Il nuovo management riesce così a trasformare la crisi in opportunità, guardando oltre e studiando qualcosa di completamente nuovo, il compito è affidato a Karl Heinz Gerlinger, incaricato di rilanciare la Casa con un modello nuovo che doveva essere progettabile e realizzabile in brevissimo tempo, senza costi elevati e capace, ovviamente, di richiamare l’attenzione di un pubblico ormai “distratto” dalle continue offerte orientali. Non facile...
Il jolly del fuoristrada
La soluzione arrivò dall’ingegnere Laszlo Peres, il quale, con una passionaccia per fuoristrada, aveva sviluppato in quegli anni uno spartano prototipo di R80 da enduro: il Red Devil (foto in alto), così chiamato per il colore rugginoso del serbatoio. Una moto che sarebbe potuta andare quasi ovunque, facile ed economica da realizzare. La R80 GS (in tedesco Gelände/Straße”, cioè “sterrato/strada”) è il seme che porterà alla nascita di una nuova categoria, quella cioè della “street-based Adventure”, moto stradali, confortevoli nei lunghi viaggi, ma a loro agio anche fuori dall’asfalto. Una formula tutta nuova, alla quale in moltissimi - stampa compresa - non credevano affatto, guardando al progetto come ad una moto né carne né pesce, troppo pesante e ingombrante per il fuoristrada e che difficilmente sarebbe stata capita. Per dirla tutta, qualche dubbio ce l’avevano anche in BMW: senza troppa pubblicità, tuttavia, Gerlinger diede il via al nuovo progetto, avventurandosi su di una strada tutta nuova. Il team fu guidato dall’ingegnere Rudiger Gutsche, il quale, come Peres, poteva vantare un’ottima esperienza come pilota enduro.
Nuova moto senza spendere
L’obbiettivo era quello di realizzare una moto innovativa nel minor tempo e con i minor costi possibili. Ciò significava ovviamente utilizzare piattaforme già esistenti sia per il motore che per il telaio, poichè progettarne e costruirne di nuovi sarebbe stato eccessivamente lungo e oneroso. La scelta ricadde inizialmente sul motore R65, sostituito poi dal più grosso boxer R80 da 50 CV a 6.500 giri che, tra l’altro, venne sottoposto a un consistente aggiornamento che ne riduceva il peso e ne aumentava le prestazioni e l’affidabilità.

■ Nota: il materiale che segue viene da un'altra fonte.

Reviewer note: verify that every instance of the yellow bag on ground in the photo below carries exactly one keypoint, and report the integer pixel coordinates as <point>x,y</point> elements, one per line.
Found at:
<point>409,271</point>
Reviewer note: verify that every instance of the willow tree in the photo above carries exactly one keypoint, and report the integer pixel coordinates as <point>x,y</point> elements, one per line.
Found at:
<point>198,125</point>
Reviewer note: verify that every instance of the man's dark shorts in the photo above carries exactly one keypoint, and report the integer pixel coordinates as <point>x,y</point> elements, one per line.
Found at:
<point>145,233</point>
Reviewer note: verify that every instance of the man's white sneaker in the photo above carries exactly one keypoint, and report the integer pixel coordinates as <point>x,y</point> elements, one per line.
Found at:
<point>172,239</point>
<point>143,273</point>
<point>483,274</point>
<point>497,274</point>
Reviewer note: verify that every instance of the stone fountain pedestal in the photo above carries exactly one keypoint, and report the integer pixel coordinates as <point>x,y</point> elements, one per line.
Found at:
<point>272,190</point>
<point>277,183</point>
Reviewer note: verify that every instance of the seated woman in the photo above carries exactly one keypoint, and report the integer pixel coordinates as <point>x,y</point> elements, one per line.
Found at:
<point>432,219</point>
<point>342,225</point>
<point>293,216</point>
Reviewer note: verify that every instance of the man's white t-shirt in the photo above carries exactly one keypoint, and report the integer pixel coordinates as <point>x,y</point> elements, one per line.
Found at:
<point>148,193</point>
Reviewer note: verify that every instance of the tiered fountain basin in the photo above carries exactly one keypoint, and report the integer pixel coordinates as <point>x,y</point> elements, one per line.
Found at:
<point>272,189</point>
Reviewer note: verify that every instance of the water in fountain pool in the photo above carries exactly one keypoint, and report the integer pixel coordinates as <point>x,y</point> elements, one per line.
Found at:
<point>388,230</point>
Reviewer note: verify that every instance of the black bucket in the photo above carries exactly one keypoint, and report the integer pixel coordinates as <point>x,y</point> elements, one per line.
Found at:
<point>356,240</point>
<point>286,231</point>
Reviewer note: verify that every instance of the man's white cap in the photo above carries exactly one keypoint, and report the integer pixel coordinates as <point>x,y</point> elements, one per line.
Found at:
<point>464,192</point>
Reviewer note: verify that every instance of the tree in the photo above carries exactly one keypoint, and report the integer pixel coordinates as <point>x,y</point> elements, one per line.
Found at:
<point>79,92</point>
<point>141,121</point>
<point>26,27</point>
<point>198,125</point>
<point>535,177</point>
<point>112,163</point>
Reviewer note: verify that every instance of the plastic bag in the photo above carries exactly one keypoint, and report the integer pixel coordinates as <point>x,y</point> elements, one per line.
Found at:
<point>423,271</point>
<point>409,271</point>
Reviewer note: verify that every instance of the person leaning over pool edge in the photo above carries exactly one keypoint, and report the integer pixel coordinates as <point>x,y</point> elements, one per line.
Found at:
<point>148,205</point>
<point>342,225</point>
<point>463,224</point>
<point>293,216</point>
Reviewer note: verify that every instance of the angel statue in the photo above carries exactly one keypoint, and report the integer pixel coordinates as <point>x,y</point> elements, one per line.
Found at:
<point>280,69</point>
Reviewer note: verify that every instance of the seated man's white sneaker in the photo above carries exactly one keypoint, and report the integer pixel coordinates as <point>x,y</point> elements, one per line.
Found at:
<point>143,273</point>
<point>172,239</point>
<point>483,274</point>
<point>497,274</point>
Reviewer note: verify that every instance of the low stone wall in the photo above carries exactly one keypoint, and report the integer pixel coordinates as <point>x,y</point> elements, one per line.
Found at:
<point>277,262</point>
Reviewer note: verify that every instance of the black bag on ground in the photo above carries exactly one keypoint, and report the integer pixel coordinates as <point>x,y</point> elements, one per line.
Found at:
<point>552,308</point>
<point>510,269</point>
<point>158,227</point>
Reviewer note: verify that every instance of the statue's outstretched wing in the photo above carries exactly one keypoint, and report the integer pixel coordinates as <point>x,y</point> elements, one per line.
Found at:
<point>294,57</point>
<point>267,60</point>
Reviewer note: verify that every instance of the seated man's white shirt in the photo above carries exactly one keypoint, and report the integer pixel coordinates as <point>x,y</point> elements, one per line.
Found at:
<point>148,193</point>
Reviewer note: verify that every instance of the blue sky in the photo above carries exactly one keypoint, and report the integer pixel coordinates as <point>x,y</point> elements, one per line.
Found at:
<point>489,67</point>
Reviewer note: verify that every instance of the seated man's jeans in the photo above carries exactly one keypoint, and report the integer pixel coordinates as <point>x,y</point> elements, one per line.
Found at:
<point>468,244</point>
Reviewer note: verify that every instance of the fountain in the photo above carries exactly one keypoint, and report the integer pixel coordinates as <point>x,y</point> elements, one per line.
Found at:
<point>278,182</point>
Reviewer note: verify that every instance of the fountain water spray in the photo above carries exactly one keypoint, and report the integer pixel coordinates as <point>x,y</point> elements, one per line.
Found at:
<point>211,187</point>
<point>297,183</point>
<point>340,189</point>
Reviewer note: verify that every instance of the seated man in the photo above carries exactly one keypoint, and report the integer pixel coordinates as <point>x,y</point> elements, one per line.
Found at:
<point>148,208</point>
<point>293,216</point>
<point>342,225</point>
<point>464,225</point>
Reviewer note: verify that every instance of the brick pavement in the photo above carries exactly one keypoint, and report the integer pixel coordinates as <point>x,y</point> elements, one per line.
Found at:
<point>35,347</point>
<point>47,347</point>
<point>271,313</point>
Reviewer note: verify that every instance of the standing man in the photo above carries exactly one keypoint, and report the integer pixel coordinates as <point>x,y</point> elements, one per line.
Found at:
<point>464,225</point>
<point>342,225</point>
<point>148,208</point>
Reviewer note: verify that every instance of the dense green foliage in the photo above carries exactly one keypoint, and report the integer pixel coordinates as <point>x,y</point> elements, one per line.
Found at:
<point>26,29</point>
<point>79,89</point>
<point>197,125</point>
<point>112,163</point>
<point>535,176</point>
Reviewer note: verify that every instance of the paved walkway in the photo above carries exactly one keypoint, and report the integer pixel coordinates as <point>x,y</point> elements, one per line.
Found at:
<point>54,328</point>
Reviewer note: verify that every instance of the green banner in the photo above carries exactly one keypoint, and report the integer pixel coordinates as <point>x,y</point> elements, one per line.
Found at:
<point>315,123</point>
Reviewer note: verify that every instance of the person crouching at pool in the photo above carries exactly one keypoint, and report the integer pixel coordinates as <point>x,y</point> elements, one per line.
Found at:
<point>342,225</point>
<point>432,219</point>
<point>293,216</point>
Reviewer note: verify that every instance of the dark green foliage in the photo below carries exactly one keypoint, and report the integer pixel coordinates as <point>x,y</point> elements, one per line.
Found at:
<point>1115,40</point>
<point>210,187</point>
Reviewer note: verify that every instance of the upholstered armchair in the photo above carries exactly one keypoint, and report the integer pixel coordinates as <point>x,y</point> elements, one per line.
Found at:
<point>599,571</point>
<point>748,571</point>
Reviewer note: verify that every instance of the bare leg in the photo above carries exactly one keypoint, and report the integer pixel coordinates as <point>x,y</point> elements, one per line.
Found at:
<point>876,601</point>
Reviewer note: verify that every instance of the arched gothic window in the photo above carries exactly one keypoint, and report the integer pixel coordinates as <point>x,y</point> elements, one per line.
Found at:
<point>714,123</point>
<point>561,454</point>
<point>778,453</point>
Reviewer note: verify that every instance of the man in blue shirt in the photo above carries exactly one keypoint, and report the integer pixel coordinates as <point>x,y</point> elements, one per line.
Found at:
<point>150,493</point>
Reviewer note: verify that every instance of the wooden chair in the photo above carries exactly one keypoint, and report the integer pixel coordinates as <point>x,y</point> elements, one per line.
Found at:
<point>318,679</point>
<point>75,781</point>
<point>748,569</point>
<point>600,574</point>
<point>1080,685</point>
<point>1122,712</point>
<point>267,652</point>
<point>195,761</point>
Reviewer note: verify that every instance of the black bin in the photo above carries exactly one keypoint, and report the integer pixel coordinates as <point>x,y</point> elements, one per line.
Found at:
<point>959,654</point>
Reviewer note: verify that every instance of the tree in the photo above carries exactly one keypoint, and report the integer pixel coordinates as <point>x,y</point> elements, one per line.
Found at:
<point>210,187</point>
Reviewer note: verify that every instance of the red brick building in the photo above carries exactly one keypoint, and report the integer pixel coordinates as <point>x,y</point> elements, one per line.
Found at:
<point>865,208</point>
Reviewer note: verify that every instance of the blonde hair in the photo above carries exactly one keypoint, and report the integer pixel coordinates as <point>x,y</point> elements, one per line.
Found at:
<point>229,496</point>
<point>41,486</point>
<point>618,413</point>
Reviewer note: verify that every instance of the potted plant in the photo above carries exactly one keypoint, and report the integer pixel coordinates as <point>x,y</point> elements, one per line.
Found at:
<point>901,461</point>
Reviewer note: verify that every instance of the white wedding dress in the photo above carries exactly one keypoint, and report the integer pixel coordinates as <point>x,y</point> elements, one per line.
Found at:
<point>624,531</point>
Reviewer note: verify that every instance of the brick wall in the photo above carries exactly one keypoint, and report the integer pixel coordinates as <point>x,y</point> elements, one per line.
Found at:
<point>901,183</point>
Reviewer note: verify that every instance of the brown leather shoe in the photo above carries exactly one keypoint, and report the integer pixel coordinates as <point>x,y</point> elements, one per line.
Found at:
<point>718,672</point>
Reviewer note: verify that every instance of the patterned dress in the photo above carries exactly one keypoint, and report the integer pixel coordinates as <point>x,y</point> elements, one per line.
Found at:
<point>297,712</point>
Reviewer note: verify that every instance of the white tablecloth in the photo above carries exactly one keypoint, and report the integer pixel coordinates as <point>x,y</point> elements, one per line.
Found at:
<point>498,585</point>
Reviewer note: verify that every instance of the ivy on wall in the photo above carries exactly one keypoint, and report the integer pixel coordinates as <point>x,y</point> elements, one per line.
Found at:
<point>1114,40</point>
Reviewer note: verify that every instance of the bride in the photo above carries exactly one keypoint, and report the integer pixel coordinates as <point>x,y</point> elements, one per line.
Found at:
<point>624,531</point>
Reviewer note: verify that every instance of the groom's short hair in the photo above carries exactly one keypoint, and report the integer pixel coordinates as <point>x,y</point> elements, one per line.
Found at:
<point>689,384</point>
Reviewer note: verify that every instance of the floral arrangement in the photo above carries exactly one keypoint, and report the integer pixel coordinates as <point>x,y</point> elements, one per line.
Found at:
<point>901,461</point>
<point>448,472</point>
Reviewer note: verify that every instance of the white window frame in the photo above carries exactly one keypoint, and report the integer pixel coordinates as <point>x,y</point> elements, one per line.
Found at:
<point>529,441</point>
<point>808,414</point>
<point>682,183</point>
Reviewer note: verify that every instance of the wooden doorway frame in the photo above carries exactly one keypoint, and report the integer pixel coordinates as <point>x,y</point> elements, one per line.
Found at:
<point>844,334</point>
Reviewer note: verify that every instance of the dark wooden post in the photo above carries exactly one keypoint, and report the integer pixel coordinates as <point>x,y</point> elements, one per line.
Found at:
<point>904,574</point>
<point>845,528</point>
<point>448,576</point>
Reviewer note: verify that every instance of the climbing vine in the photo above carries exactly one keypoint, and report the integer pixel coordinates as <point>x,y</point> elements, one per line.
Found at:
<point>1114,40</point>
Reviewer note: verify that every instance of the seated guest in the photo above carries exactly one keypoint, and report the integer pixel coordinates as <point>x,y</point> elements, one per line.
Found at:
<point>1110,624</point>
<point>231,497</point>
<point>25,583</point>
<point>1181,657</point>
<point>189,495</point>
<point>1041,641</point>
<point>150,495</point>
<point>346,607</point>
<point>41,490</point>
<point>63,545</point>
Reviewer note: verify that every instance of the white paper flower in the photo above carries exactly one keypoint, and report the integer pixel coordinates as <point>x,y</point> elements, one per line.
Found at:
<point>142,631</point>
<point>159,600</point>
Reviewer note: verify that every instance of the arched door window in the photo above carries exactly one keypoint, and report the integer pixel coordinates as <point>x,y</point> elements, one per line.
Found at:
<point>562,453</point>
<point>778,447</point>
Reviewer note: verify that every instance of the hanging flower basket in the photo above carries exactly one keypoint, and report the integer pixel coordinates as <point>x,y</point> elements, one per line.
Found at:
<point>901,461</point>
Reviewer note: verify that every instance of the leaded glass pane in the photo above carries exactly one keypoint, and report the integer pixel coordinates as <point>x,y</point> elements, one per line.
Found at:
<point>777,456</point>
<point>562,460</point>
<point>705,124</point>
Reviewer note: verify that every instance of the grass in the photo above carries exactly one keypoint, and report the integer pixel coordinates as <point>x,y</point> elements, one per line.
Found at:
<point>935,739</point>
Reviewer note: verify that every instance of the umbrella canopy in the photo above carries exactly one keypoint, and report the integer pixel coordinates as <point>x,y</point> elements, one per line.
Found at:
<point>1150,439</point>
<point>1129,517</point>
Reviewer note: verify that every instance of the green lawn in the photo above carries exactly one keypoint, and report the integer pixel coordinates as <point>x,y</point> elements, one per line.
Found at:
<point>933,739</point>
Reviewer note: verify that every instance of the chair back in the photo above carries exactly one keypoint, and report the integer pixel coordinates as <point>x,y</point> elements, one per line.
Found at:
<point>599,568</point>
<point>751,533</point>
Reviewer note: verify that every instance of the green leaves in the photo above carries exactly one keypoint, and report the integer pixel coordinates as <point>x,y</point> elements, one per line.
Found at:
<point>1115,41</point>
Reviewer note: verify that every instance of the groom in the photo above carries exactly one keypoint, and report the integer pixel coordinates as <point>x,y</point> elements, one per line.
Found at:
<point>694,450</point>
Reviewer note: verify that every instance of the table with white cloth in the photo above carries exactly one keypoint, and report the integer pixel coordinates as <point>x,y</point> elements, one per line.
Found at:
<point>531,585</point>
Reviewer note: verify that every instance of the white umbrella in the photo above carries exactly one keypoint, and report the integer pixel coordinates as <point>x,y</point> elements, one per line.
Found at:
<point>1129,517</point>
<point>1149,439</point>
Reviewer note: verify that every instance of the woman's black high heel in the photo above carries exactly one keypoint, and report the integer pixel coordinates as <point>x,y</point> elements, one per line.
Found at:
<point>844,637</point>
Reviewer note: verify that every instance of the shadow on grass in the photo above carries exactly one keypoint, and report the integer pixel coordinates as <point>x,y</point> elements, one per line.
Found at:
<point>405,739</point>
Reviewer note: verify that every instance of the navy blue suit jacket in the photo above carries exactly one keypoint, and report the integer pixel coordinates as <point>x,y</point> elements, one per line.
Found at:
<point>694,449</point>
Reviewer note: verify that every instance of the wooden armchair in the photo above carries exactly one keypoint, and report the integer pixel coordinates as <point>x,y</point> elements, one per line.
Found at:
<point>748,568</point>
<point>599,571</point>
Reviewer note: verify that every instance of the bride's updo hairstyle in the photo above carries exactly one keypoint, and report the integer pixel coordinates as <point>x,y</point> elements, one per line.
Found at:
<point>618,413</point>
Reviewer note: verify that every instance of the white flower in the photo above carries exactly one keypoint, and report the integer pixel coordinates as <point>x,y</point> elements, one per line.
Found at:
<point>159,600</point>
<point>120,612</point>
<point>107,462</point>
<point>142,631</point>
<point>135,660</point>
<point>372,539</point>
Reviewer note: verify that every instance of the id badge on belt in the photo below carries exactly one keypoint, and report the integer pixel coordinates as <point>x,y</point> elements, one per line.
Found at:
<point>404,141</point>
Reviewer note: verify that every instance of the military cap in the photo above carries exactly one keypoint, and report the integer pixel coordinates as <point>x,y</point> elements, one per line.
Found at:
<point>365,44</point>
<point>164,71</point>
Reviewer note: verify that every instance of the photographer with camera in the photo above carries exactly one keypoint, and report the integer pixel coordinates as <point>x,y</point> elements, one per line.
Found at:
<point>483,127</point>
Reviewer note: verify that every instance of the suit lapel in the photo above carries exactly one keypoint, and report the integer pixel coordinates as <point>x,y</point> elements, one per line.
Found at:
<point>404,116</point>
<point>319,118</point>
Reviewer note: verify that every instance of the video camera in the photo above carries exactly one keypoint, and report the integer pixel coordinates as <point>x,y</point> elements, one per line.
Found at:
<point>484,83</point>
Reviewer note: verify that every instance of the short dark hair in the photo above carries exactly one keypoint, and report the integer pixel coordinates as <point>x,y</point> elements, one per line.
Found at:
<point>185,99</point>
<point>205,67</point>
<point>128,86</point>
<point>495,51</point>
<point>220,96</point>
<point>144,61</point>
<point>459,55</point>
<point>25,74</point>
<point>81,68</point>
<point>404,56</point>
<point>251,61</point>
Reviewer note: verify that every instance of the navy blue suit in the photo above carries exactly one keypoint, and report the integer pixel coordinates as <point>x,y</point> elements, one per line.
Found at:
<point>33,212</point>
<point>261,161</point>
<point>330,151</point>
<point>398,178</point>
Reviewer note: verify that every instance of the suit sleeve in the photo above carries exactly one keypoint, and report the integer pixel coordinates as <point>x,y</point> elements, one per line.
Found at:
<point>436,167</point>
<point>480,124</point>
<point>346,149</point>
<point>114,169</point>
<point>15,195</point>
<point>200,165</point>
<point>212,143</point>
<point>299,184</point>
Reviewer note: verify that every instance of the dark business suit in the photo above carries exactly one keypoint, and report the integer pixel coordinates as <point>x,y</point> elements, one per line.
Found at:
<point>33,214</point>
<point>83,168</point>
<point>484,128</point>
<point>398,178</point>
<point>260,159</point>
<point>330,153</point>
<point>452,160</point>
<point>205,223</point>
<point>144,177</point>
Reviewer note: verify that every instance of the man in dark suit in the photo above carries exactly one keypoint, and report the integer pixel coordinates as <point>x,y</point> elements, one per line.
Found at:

Seppur derivante in molte sue parti da modelli già commercializzati (il telaio, per esempio, era lo stesso delle R 45 e 65), le novità per la R80 GS furono principalmente nella ciclistica, con la forcella a perno avanzato donata dalla R100 coadiuvata dalla ruota da 21” con pneumatici off road Metzeler Sahara e freni Brembo. A fare la sua parte, ovviamente, anche e soprattutto il forcellone monobraccio posteriore integrato con l'albero di trasmissione cardanico: il sistema Monolever assicurava alla GS vantaggi sia in termini di peso, che di resistenza.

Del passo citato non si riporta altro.